The autoreload extension is already loaded. To reload it, use:
  %reload_ext autoreload


In [44]:
import numpy as np
import matplotlib.pyplot as plt
from keras.datasets import mnist
from sklearn.tree import DecisionTreeClassifier
from sklearn.metrics import accuracy_score
from hyperdt.tree import HyperbolicDecisionTreeClassifier


### Load MNIST dataset

In [39]:
(train_X, train_y), (test_X, test_y) = mnist.load_data()
print(f'train_X.shape={train_X.shape}, test_X.shape={test_X.shape}')

train_X.shape=(60000, 28, 28), test_X.shape=(10000, 28, 28)


In [40]:
# Flatten the images
train_X = train_X.reshape(train_X.shape[0], -1)
test_X = test_X.reshape(test_X.shape[0], -1)
print(f'train_X.shape={train_X.shape}, test_X.shape={test_X.shape}')

train_X.shape=(60000, 784), test_X.shape=(10000, 784)


In [41]:
# Add time dimension as Euclidean distance of all other dimensions
train_X_time = np.concatenate([np.linalg.norm(train_X, axis=1, keepdims=True), train_X], axis=1)
test_X_time = np.concatenate([np.linalg.norm(test_X, axis=1, keepdims=True), test_X], axis=1)
print(f'train_X_time.shape={train_X_time.shape}, test_X_time.shape={test_X_time.shape}')

train_X_time.shape=(60000, 785), test_X_time.shape=(10000, 785)

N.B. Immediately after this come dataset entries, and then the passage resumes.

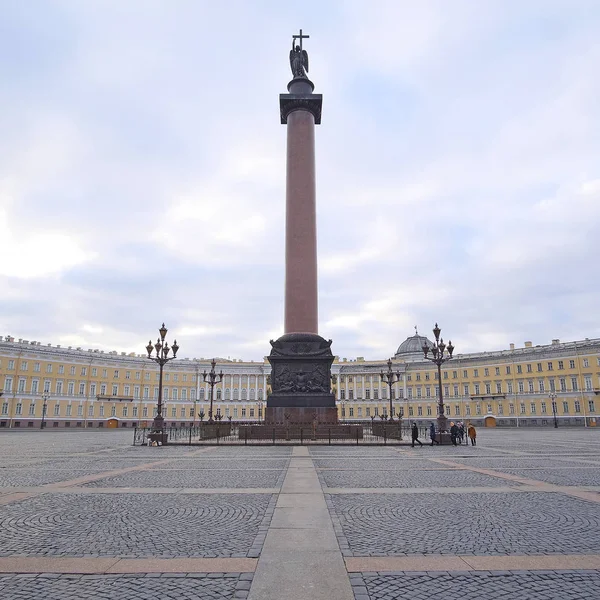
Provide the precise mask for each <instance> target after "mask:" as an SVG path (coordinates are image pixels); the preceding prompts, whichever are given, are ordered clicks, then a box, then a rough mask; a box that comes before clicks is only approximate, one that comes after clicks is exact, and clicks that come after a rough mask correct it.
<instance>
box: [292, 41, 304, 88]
mask: <svg viewBox="0 0 600 600" xmlns="http://www.w3.org/2000/svg"><path fill="white" fill-rule="evenodd" d="M290 67H291V68H292V75H293V76H294V79H295V78H296V77H306V73H307V72H308V52H307V51H306V50H303V49H302V48H301V47H300V46H295V47H294V44H293V42H292V49H291V50H290Z"/></svg>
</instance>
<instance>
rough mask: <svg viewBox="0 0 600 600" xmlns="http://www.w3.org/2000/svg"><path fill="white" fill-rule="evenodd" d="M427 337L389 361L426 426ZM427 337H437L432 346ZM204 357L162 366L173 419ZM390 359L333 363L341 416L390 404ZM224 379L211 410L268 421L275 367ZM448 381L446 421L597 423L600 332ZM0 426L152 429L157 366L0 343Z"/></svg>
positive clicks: (478, 368)
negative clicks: (587, 336)
mask: <svg viewBox="0 0 600 600" xmlns="http://www.w3.org/2000/svg"><path fill="white" fill-rule="evenodd" d="M425 341H427V340H426V338H425V337H422V336H419V335H418V334H417V335H414V336H412V337H409V338H407V339H406V340H405V341H404V342H403V343H402V344H401V345H400V347H399V348H398V350H397V352H396V353H395V355H394V357H393V358H392V369H393V371H394V372H396V373H397V374H398V379H399V380H398V381H397V382H396V383H394V385H393V386H392V390H391V391H392V394H391V396H392V397H391V410H392V412H393V413H394V415H395V416H396V415H399V414H400V415H402V417H403V418H404V419H405V420H410V421H411V422H412V421H416V422H417V423H419V424H422V425H426V424H428V423H429V422H431V421H433V420H434V419H435V418H436V416H437V402H438V392H439V388H438V386H439V383H440V381H439V379H438V373H437V367H436V366H435V365H433V364H432V363H430V362H428V361H425V360H424V359H423V353H422V351H421V346H422V345H423V343H425ZM429 345H431V342H429ZM209 369H210V360H208V359H206V360H205V359H200V360H197V359H193V360H192V359H178V360H174V361H172V362H170V363H169V364H168V365H167V366H166V367H165V371H164V381H163V416H164V417H165V421H166V423H167V425H168V426H182V425H183V426H188V425H190V424H192V423H198V422H199V421H200V419H201V418H203V419H206V418H207V415H208V410H209V394H210V388H209V386H208V384H206V383H204V381H203V377H202V373H203V372H204V371H205V370H206V371H208V370H209ZM386 369H387V364H386V361H385V360H365V359H363V358H357V359H353V360H348V359H339V358H336V360H335V362H334V364H333V366H332V374H333V375H334V383H333V389H334V391H335V394H336V398H337V402H338V414H339V416H340V418H342V419H345V420H370V419H375V418H378V419H379V418H381V416H387V415H389V412H390V389H389V387H388V385H387V384H386V383H384V382H383V381H382V379H381V376H380V373H381V371H382V370H386ZM217 370H219V371H220V370H222V371H223V374H224V379H223V382H222V383H220V384H217V385H216V386H215V388H214V394H215V395H214V412H215V413H217V412H218V413H220V414H221V415H222V416H223V418H229V417H231V418H232V419H233V420H236V421H246V420H247V421H255V420H259V419H261V418H262V416H263V414H264V407H265V405H266V397H267V393H268V377H269V374H270V370H271V369H270V365H269V363H268V362H267V361H266V360H265V361H263V362H241V361H240V362H238V361H231V360H225V359H217ZM441 376H442V378H441V385H442V393H443V398H444V404H445V410H446V414H447V415H448V417H449V418H450V419H451V420H462V421H470V422H472V423H474V424H476V425H480V426H488V427H492V426H514V427H524V426H552V425H553V423H554V417H555V416H556V420H557V421H558V424H559V426H586V427H595V426H596V425H597V415H598V409H599V408H600V397H599V395H600V339H585V340H581V341H575V342H566V343H562V342H560V341H559V340H552V343H551V344H547V345H540V346H533V345H532V344H531V343H530V342H525V344H524V346H523V347H519V348H515V347H514V345H512V344H511V348H509V349H508V350H501V351H495V352H482V353H474V354H462V355H461V354H459V355H456V356H455V358H453V359H452V360H450V361H448V362H447V363H445V364H444V365H443V367H442V370H441ZM0 392H1V393H2V395H1V396H0V429H1V428H40V427H41V425H42V421H43V422H44V423H45V426H46V427H48V428H53V427H58V428H60V427H71V428H77V427H79V428H111V427H119V428H122V427H143V426H150V425H151V421H152V419H153V417H154V415H155V413H156V402H157V398H158V367H157V365H156V364H155V363H153V362H152V361H150V360H148V359H147V358H145V356H144V355H142V354H135V353H133V354H126V353H124V352H122V353H118V352H110V353H105V352H102V351H98V350H85V349H82V348H71V347H69V348H61V347H60V346H52V345H42V344H40V343H39V342H35V341H29V340H23V339H15V338H12V337H4V338H2V339H0Z"/></svg>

### sklearn decision tree model in Euclidean space

In [42]:
# Train decision tree classifier
dtc = DecisionTreeClassifier(random_state=42)
dtc.fit(train_X, train_y)

In [43]:
# Predict test set labels
pred_y = dtc.predict(test_X)

# Compute accuracy
accuracy = accuracy_score(test_y, pred_y)
print(f"Accuracy: {accuracy:.2f}")

Accuracy: 0.88


### HyperDT on augmented MNIST data

In [46]:
# Fit hyperbolic decision tree classifier
hdt = HyperbolicDecisionTreeClassifier(timelike_dim=0, max_depth=2)
hdt.fit(train_X_time, train_y)

# Compute accuracy
hdt_score = hdt.score(test_X_time, test_y)
print(hdt_score)

ValueError: Points must lie on a hyperboloid: Minkowski norm does not equal -1.0.